Let’s make a DQN: Double Learning and Prioritized Experience Replay

This article is part of series Let’s make a DQN.

1. Theory
2. Implementation
3. Debugging
4. Full DQN
5. Double DQN and Prioritized experience replay


Last time we implemented a Full DQN based agent with target network and reward clipping. In this article we will explore two techniques, which will help our agent to perform better, learn faster and be more stable – Double Learning and Prioritized Experience Replay.

Double Learning

One problem in the DQN algorithm is that the agent tends to overestimate the Q function value, due to the max in the formula used to set targets:

Q(s, a) \xrightarrow{} r + \gamma max_a Q(s', a)

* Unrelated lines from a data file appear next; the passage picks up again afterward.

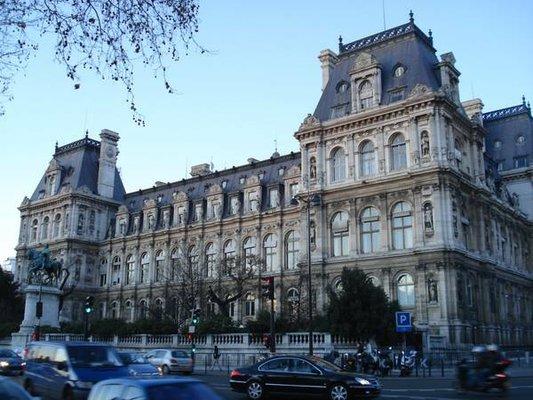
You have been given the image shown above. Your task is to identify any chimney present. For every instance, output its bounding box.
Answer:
[318,49,338,90]
[98,129,119,198]
[190,163,211,177]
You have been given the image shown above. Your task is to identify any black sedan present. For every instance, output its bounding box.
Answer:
[229,356,381,400]
[0,349,26,375]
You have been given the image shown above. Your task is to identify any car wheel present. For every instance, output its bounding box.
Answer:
[329,383,348,400]
[24,379,35,396]
[62,387,74,400]
[246,381,265,400]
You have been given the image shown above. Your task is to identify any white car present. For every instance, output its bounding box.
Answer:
[145,349,194,375]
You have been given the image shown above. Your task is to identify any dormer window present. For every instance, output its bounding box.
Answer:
[359,80,374,110]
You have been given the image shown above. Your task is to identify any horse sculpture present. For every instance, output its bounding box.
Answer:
[27,245,63,285]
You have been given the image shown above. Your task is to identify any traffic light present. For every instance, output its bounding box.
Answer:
[261,276,274,300]
[192,308,202,325]
[83,296,94,314]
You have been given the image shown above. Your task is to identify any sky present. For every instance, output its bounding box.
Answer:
[0,0,533,260]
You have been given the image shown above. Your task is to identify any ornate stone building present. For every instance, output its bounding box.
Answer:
[17,16,533,347]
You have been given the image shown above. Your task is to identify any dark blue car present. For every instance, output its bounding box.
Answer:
[24,342,128,400]
[89,376,222,400]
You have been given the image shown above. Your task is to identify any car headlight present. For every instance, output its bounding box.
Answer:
[355,376,370,385]
[76,381,93,389]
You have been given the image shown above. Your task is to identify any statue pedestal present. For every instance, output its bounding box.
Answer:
[11,285,61,348]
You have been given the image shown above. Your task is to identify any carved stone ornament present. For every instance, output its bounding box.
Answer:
[409,83,430,97]
[300,114,320,129]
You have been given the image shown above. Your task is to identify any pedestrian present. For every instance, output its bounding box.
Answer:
[211,345,222,371]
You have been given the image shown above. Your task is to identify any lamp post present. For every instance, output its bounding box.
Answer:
[291,191,321,356]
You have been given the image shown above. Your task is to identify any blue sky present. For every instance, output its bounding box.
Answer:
[0,0,533,260]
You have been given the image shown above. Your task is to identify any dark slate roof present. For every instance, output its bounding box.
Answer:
[314,21,440,121]
[31,137,126,201]
[124,152,300,212]
[483,102,533,171]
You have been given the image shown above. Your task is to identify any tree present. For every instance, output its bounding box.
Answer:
[0,0,204,125]
[328,268,399,344]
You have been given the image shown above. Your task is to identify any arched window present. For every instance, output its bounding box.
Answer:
[52,214,61,238]
[330,147,346,182]
[244,293,255,317]
[124,300,135,322]
[309,157,316,179]
[331,211,350,257]
[285,231,300,269]
[41,217,50,240]
[170,249,180,282]
[188,246,198,271]
[139,253,150,283]
[242,237,256,266]
[154,250,165,282]
[139,299,148,319]
[111,256,120,285]
[98,258,107,287]
[392,201,413,250]
[390,133,407,171]
[361,207,381,253]
[31,219,39,242]
[110,301,120,319]
[205,243,217,278]
[359,80,374,110]
[126,254,135,285]
[398,274,415,308]
[361,140,376,176]
[263,233,279,271]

To demonstrate this problem, let’s imagine a following situation. For one particular state there is a set of actions, all of which have the same true Q value. But the estimate is inherently noisy and differs from the true value. Because of the max in the formula, the action with the highest positive error is selected and this value is subsequently propagated further to other states. This leads to positive bias – value overestimation. This severe impact on stability of our learning algorithm1.

A solution to this problem was proposed by Hado van Hasselt (2010)2 and called Double Learning. In this new algorithm, two Q functions – Q_1 and Q_2 – are independently learned. One function is then used to determine the maximizing action and second to estimate its value. Either Q_1 or Q_2 is updated randomly with a formula:

Q_1(s, a) \xrightarrow{} r + \gamma Q_2(s', argmax_a Q_1(s', a))


Q_2(s, a) \xrightarrow{} r + \gamma Q_1(s', argmax_a Q_2(s', a))

It was proven that by decoupling the maximizing action from its value in this way, one can indeed eliminate the maximization bias2.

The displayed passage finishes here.